While the onion and garlic were sauteeing, I chopped a green onion. I also drained 2 jars (about 300-400 ml each) of artichoke hearts and roughly chopped them.

I added 3/4 of the parmesan to the pot, then stirred in about 3/4 of a cup of cream. I turned the heat down because it was bubbling too vigorously. I then stirred it thoroughly, making sure to scrape the tasty bits off the bottom of the pan. Stirring, I added the artichokes and scallions.

Stirring scallions into the asiago artichoke dip

I set aside an equal amount of shredded asiago as the parm I set aside. I stirred in the rest of the asiago until melted, one handful at a time so it incorporated smoothly. In a separate bowl, I sprinkled 1/4 cup sour cream with about 2 tsp corn starch, and mixed thoroughly. I then stirred the sour cream mixture into the dip (this will keep the dip from separating at room temperature, after it has baked).

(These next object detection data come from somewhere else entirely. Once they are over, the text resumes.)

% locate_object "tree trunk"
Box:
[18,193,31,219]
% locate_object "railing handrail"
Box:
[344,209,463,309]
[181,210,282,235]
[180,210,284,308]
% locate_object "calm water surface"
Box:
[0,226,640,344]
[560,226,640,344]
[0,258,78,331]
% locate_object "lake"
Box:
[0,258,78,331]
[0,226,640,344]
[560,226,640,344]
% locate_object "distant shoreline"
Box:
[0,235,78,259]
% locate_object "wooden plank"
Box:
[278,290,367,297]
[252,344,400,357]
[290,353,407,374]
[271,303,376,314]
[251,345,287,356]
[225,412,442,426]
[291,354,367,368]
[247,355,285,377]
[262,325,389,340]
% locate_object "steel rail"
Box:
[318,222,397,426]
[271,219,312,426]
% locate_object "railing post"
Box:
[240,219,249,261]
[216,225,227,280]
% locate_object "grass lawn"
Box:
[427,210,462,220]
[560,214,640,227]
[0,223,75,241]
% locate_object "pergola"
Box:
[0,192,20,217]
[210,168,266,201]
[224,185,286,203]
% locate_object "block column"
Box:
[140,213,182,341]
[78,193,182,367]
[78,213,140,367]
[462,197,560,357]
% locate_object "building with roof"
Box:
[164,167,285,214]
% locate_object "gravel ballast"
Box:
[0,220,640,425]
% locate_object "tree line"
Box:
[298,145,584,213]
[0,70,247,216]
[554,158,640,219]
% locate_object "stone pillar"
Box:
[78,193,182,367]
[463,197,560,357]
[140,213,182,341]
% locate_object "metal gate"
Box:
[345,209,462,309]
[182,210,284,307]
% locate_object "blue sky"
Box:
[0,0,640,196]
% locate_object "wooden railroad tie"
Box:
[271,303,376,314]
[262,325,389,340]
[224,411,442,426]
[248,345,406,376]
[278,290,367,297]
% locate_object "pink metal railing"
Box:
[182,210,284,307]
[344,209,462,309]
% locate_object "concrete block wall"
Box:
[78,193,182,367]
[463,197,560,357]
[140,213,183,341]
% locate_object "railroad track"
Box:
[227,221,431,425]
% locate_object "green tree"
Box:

Stirring the sour cream mixture into the asiago artichoke dip

I finished the whole she-bang with a squirt of lemon and gave it a taste, adjusting seasoning as required. I poured the whole mixture into an oven proof dish (mine’s a half-size of the standard lasagna dish, and it fit perfectly). Everything was topped evenly with all the cheese that was set aside, then covered with plastic wrap and refrigerated overnight. 


At party time, I baked it at 375 for about half an hour or until it was bubbly and gooey. Unfortunately, I didn’t bring my camera – so there’s no after photo! You’ll just have to imagine it golden brown and delicious!

The dip did separate a bit (probably because I used corn starch instead of flour, but I tried to do a quick substitute because the birthday girl is gluten-free). If that hadn’t been a concern, would’ve stuck to flour (likely made a roux) and it may have held together better. Delicious regardless!